There is an interesting discussion in the thread poisson distribution that discusses the use or without the use of a calculator to solve maths questions.
Do you/we know how to find the answers to the following questions without the use of a calculator or a mathematical table ?
(1) Calculate the value of square root of 19 or cube root of 86 ?
(2) Calculate the value of sin 56.3, tan 87.2 ?
(3) Calculate the value of x if sinx = 0.48 ?
(4) Calculate the value ln 2.3 ?
(5) Calculate the value of 2^1.2 ?
(6) Calculate the value of r if the equation is
150 - 150r = r - r^20
(7) Sketch the curve y = (2x + 3)/(3 - 5x) + 3
(8) Calculate the probability value of P(0.32 < Z < 0.73), where Z is a standard
normal variable ?
Thank you for your kind attention.
Regards,
ahm97sic
1) square root of 19 is between 4 and 5. so try 4.5, manually do is 20.25. than adjust the answer and try again. i call this brute force
4) looks like a number. solve what?
7) find x and y intercept and, looks like a maximum curve
the rest i don't know. even the one i answered i don't know if is correct
Ahm97sic don't seem to be a student. A tuition teacher giving questions to students for practise?

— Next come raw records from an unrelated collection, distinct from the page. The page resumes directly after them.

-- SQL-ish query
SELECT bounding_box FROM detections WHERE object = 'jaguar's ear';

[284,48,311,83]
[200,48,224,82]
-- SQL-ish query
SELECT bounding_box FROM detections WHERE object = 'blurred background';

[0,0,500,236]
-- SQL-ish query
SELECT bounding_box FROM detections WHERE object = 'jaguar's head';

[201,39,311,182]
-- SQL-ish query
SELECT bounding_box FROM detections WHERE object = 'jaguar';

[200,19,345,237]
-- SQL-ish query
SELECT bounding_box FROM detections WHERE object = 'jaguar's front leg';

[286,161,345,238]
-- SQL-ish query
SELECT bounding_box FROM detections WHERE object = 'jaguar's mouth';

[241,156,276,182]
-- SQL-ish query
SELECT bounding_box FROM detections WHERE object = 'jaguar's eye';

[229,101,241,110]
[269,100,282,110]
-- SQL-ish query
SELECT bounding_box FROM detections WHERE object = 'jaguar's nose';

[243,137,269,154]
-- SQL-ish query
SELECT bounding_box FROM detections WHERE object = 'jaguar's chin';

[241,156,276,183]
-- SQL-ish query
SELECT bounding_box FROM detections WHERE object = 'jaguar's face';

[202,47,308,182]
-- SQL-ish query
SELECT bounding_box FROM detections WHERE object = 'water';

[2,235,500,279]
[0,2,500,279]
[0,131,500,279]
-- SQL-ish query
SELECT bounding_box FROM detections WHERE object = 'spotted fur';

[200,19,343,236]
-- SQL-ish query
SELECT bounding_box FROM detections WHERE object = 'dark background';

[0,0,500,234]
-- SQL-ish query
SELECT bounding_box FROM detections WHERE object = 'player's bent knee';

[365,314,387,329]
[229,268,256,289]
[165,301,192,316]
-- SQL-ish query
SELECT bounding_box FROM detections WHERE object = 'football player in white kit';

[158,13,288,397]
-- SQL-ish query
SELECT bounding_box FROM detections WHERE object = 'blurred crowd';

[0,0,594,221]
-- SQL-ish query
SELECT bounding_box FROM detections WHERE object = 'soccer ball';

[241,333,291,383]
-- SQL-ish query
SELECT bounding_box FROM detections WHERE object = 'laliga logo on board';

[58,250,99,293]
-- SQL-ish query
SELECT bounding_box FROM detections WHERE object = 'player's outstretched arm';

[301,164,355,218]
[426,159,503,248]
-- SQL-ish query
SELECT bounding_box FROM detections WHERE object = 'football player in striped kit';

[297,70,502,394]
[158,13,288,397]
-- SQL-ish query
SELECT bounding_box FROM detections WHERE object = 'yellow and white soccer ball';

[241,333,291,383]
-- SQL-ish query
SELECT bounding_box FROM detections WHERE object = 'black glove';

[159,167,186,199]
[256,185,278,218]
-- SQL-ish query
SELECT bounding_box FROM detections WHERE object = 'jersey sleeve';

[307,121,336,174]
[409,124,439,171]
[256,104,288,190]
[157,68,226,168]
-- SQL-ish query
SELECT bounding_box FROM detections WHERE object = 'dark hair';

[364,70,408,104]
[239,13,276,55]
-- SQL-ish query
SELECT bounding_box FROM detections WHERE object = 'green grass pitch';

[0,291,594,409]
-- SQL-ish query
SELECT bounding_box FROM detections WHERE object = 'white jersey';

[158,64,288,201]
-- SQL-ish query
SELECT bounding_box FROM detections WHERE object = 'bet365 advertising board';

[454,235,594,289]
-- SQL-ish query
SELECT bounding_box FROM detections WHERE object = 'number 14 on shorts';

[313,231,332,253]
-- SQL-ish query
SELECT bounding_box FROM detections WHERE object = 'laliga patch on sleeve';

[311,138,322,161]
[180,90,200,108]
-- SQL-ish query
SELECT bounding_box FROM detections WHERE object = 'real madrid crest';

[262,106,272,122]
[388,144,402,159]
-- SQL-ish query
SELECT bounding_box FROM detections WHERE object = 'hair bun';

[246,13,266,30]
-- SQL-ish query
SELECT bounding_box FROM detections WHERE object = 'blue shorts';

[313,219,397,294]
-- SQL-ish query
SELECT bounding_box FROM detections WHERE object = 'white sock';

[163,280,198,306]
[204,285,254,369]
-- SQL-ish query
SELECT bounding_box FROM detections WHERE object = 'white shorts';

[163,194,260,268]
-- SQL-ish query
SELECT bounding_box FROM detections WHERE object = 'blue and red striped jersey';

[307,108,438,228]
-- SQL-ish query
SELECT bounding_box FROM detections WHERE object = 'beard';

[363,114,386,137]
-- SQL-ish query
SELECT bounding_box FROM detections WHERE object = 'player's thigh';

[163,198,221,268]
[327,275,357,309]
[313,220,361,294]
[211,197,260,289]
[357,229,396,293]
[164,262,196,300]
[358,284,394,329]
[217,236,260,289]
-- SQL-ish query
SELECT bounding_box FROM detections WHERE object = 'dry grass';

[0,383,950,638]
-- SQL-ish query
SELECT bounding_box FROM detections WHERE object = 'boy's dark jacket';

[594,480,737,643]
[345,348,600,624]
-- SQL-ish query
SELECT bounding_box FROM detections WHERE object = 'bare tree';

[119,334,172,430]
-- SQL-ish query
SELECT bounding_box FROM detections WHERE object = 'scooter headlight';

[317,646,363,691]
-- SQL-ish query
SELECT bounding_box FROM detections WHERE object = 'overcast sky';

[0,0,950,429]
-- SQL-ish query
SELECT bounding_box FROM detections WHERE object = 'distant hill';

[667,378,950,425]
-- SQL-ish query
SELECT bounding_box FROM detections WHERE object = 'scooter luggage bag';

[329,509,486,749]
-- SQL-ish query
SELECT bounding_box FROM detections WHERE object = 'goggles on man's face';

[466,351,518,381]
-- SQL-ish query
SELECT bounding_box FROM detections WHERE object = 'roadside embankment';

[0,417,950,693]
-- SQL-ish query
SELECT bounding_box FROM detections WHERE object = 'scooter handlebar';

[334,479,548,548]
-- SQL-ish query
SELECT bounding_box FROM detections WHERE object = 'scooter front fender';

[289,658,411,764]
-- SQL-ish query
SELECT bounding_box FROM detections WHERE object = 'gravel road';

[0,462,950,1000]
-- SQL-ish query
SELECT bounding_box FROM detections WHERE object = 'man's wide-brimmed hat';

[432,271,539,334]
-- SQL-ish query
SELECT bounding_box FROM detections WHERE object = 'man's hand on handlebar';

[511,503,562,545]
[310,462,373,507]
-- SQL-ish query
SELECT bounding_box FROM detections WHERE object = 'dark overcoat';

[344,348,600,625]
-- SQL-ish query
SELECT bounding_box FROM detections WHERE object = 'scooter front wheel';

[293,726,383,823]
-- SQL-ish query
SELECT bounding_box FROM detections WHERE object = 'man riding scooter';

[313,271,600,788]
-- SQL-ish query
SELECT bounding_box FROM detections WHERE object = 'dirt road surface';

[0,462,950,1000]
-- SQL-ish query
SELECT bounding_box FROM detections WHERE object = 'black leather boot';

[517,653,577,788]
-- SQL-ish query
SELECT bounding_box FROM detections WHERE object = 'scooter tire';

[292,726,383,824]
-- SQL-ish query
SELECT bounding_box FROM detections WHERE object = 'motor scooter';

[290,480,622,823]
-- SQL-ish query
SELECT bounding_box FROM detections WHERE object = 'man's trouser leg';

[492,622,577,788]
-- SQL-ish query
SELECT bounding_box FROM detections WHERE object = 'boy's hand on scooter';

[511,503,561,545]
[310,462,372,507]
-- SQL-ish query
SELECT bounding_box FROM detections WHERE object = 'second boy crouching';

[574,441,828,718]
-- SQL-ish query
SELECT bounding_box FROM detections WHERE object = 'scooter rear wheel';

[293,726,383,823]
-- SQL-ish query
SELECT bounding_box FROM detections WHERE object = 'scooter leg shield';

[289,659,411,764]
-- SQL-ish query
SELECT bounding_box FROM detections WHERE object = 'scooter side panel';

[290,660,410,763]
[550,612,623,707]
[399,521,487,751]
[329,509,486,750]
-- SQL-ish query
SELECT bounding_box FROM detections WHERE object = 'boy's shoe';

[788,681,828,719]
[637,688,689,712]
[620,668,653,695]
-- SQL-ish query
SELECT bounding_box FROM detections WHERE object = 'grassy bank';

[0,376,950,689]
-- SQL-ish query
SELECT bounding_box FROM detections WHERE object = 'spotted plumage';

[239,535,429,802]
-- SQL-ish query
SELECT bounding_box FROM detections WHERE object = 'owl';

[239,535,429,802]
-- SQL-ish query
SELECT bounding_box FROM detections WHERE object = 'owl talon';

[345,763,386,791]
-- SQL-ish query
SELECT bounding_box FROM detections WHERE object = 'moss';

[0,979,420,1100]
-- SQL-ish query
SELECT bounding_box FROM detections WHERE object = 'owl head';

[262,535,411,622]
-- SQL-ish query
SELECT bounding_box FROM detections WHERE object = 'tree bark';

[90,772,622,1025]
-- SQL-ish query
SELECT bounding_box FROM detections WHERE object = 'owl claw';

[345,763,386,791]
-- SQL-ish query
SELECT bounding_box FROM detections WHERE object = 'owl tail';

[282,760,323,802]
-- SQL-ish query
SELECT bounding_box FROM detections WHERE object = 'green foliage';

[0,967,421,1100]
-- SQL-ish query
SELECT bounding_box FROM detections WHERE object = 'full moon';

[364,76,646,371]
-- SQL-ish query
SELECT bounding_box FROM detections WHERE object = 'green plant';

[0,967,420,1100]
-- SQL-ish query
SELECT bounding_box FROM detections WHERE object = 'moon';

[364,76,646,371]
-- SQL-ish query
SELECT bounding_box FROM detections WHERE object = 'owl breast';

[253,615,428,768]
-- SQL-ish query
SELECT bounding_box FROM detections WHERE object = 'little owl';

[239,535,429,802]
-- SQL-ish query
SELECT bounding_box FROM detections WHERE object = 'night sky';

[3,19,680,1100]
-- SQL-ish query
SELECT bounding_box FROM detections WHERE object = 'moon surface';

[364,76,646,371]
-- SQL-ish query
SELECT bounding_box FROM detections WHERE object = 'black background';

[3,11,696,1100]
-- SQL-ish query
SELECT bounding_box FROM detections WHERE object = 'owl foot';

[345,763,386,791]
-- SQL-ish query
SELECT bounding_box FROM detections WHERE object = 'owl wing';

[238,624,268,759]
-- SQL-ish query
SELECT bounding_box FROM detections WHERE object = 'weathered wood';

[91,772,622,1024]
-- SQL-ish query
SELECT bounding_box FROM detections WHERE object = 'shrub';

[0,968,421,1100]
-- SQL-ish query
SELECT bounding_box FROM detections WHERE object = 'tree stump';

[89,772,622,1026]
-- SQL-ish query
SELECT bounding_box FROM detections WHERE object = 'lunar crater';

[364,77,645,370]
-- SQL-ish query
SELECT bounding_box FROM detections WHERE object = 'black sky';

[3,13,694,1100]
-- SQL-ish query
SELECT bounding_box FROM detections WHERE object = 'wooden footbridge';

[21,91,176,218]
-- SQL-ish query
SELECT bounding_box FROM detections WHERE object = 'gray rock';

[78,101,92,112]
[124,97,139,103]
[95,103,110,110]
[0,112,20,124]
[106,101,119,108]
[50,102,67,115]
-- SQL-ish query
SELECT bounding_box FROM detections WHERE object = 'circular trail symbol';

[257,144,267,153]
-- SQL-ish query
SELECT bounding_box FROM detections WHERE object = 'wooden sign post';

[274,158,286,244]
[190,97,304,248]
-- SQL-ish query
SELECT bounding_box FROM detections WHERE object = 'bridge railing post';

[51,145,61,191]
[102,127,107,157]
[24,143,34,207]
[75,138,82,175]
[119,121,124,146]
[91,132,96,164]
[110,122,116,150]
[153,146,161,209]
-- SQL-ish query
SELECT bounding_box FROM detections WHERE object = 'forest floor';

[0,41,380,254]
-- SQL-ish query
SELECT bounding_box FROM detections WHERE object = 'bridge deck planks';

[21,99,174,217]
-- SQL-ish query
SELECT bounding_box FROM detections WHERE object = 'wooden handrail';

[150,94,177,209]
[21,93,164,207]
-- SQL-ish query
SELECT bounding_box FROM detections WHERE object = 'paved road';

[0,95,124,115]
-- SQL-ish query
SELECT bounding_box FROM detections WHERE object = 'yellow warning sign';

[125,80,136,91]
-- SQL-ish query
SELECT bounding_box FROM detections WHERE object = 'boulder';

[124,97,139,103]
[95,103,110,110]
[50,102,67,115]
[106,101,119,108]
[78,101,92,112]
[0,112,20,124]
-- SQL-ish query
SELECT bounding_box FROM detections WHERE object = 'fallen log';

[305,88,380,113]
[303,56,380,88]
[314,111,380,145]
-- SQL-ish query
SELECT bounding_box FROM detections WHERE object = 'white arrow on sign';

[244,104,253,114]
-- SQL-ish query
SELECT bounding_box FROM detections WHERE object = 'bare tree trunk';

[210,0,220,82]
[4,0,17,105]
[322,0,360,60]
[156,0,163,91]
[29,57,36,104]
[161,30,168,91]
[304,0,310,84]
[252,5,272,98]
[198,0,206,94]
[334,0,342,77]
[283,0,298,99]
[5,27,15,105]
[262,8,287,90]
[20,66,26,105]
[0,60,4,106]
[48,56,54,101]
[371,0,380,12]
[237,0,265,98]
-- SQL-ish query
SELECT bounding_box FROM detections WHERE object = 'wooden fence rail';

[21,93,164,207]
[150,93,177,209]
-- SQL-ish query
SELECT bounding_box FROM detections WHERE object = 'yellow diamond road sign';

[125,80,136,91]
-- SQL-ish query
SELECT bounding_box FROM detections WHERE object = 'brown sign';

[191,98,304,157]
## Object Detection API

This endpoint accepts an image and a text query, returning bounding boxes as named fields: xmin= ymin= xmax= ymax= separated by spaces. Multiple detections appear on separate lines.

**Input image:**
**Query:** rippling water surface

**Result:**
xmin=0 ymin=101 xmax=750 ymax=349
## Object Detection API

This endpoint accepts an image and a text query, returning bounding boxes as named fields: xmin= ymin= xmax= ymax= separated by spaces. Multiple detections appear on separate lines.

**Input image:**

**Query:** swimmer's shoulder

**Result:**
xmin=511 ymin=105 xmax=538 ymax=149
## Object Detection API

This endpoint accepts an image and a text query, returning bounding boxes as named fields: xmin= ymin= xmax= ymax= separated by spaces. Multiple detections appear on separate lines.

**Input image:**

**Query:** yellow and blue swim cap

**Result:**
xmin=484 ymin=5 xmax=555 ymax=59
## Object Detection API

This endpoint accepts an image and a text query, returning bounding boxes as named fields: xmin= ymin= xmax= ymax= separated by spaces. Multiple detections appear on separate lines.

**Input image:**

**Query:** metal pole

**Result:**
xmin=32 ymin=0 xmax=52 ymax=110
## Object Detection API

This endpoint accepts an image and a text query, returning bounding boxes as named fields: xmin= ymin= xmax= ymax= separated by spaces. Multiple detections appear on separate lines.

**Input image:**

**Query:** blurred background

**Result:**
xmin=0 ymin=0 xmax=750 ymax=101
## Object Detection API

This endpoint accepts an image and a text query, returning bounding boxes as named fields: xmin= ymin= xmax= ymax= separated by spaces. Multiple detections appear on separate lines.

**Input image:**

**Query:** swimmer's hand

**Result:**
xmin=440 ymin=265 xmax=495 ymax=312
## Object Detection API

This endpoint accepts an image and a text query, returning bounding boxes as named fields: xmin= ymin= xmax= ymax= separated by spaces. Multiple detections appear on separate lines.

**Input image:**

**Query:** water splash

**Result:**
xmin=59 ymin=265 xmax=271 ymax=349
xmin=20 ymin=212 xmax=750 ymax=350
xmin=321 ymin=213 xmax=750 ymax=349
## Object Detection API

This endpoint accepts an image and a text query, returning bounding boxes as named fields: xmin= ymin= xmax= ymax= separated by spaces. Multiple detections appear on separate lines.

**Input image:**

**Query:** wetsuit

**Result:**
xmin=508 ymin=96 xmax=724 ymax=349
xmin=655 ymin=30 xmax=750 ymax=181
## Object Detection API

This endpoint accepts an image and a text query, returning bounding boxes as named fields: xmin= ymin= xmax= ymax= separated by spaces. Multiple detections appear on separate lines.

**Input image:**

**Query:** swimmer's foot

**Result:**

that doesn't look like stuff kids who need tuition will be doing
1) plot graph of y=19-x^2, then see the intersection point.
if never math table, who on hell would remind the value of sin, cos and tan?
Hi everyone,
There is a discussion in the thread poisson distribution that discusses whether there is a need to know how the calculator gives us the answer ie
when we press square root 2, the calculator gives us an answer of 1.414, it can be calculated manually using a method called long division algorithm as explained in the Wikipaedia.
The objective of starting this thread is to let students to think more and not just rely only on the calculator especially when students do not know how the calculator gives them the answer eg why sin 56.3 is 0.83 ? why tan 73.2 is 3.31 ? Why ln 2.3 is 0.833 ? Why 2^1.2 is 2.297 ?
Thank you for your kind attention.
Regards,
ahm97sic
Originally posted by jayh272416:1) plot graph of y=19-x^2, then see the intersection point.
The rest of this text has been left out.